Today, Matt has gained 10 more pounds of muscle. He weighs in at 200 pounds and his body fat is only 7 percent. Now, using his former illness as motivation, it’s largely about sharing his story.
“Knowing what I went through, I find an importance in sharing my story with others,” he said. “No matter what they’re going through, anytime you can share a story where a person who has gone through a hard time, you can have a direct impact on someone’s life.”
Last March, Matt got the opportunity to do just that. He sent a letter to Men’s Fitness magazine. In a few months he was offered a story and photo shoot for a piece in an upcoming issue.

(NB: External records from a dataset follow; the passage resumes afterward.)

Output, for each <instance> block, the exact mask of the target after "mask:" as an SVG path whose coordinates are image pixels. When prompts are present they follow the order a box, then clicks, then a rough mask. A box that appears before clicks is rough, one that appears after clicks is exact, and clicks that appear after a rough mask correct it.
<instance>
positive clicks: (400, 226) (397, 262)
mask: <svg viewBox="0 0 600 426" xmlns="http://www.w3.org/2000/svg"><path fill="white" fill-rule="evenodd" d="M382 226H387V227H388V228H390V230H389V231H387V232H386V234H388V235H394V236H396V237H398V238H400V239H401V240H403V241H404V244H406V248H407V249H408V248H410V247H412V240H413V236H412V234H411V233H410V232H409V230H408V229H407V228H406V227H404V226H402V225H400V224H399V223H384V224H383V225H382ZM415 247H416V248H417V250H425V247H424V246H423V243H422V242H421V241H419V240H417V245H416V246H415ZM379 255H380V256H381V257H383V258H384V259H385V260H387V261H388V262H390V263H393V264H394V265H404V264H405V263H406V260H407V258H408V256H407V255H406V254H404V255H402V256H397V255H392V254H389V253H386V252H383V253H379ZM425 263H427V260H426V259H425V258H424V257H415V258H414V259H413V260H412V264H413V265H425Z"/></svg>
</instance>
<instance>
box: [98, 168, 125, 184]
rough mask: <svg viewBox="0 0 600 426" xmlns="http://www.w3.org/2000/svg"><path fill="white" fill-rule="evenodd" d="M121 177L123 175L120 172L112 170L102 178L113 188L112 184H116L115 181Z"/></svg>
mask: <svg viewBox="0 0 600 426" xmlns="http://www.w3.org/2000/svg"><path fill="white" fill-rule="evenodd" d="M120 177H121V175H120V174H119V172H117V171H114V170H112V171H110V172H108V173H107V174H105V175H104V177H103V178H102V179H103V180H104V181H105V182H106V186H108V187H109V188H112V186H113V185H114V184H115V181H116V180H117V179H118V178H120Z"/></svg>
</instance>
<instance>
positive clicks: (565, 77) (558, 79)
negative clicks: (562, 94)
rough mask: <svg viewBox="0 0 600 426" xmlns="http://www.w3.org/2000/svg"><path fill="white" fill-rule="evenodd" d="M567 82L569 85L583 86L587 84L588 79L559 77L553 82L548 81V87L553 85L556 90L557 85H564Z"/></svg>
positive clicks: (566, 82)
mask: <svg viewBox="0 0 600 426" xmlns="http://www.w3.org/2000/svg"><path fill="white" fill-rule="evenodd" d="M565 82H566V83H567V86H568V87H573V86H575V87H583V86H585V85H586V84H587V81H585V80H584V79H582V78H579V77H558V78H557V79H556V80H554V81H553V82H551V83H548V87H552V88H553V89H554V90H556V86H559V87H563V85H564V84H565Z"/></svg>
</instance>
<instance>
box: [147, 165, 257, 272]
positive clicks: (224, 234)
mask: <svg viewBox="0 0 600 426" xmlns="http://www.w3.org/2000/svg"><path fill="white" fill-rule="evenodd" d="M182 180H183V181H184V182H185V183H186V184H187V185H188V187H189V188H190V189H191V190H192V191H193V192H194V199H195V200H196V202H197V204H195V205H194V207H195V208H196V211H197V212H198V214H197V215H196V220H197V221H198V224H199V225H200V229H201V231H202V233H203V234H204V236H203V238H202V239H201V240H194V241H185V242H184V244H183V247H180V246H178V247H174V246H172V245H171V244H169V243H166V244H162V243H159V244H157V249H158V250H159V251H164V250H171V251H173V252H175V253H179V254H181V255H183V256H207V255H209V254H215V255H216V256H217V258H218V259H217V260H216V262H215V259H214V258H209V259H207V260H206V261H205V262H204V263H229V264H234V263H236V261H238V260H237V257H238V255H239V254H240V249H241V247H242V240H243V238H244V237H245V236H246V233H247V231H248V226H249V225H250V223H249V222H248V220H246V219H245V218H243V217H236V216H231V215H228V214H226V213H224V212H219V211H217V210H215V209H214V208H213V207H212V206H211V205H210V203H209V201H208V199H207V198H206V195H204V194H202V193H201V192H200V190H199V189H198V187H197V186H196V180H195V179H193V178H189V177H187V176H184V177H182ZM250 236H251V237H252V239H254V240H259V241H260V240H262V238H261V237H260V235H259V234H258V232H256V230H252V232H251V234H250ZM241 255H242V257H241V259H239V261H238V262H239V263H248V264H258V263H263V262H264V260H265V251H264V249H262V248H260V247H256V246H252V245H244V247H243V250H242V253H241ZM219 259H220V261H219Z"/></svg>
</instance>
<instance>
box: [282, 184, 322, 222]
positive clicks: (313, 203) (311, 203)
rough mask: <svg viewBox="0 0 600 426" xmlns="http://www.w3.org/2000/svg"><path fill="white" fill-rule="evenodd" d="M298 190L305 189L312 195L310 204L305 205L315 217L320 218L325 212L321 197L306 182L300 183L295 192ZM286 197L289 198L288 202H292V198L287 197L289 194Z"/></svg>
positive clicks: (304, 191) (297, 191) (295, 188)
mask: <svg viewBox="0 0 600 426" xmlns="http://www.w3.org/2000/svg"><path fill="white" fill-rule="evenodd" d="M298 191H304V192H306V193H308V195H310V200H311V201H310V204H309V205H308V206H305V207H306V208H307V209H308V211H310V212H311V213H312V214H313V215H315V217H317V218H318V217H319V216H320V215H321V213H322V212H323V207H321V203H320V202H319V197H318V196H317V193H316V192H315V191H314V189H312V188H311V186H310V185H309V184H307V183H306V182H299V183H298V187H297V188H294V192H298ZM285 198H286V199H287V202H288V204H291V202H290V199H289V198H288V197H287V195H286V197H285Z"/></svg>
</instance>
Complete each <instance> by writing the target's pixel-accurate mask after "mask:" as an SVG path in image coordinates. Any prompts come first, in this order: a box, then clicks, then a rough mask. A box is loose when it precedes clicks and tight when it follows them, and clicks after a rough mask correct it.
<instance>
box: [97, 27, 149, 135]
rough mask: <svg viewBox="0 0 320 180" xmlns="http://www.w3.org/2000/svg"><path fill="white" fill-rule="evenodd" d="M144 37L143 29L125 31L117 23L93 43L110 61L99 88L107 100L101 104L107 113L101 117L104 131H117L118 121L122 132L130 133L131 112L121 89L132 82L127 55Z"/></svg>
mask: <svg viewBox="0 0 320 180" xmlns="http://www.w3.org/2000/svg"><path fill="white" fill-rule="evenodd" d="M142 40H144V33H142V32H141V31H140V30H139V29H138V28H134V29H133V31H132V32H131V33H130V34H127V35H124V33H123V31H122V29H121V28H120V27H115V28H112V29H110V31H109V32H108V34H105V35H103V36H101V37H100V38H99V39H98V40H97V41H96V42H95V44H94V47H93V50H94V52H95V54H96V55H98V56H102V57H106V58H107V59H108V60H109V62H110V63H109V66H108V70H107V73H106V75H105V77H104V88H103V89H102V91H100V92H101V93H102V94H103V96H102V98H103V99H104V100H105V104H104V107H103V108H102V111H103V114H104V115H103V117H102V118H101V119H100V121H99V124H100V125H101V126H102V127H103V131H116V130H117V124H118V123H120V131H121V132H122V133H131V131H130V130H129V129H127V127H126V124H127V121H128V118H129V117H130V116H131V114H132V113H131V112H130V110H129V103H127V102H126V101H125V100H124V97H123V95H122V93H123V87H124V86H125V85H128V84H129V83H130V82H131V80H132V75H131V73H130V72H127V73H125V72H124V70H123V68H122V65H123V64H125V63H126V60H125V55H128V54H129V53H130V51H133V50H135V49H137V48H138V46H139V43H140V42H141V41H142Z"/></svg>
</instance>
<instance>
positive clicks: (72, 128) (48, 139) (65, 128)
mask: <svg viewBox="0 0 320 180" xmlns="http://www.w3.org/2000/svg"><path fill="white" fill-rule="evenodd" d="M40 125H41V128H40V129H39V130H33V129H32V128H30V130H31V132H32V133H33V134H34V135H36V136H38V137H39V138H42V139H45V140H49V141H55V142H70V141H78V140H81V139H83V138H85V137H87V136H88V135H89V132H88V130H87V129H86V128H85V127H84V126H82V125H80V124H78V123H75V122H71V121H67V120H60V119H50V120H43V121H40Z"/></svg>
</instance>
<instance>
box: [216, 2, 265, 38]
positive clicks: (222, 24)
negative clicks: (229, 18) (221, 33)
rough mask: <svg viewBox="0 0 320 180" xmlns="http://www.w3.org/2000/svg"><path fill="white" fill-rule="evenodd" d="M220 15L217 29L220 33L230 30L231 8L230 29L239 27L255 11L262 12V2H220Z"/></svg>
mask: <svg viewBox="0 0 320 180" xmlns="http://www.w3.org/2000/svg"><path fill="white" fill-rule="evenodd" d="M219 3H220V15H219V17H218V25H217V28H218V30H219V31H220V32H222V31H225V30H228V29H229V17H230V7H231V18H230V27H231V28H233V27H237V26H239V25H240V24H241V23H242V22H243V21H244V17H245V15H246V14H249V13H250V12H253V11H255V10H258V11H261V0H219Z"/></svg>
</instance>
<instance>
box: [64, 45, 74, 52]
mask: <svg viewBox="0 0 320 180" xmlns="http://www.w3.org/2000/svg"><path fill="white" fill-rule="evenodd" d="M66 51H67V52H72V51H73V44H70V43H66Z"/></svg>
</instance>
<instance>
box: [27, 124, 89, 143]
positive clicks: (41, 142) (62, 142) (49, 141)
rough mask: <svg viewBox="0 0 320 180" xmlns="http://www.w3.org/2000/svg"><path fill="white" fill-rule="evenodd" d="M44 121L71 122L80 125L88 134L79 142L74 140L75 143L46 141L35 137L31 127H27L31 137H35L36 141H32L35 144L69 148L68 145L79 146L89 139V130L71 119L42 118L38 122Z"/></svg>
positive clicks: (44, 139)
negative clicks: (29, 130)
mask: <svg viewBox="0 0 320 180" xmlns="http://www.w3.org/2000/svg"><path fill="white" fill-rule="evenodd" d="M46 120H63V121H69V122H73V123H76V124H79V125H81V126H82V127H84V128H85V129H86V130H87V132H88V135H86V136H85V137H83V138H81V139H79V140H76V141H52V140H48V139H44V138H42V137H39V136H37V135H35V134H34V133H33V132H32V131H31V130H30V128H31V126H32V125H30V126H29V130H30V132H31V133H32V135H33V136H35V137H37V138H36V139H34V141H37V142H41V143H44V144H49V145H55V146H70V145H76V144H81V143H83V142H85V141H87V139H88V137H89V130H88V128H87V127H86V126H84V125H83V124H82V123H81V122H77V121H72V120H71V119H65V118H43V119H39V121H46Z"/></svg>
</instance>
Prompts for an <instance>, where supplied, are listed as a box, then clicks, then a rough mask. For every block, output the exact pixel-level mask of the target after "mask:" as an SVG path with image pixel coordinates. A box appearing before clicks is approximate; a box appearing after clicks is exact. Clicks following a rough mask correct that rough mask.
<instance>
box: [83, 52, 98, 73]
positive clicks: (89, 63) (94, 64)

“(That's) when I kind of sat back and said to myself, I’m going somewhere with this,’” he said. “I got to share my story on such a mass level. It was a very humbling experience to walk into a Barnes and Noble or any department store and pick up a magazine and see myself in it. It was nice to be in the spotlight for a bit of time.”
Matt's childhood experience continues to drive him to break new limits and change lives. He continues to share his past with his clients through personal training and teaching fitness classes.
Matt's only hospital visit these days is a yearly checkup at Rochester Mayo Clinic, and there is little chance his cancer will return.
It's a new life for a man who as a child was bedridden and battling a deadly illness.
“I live my life knowing that any day really could be your last,” Matt said. “I just want to try to make most out of the time I’m here.”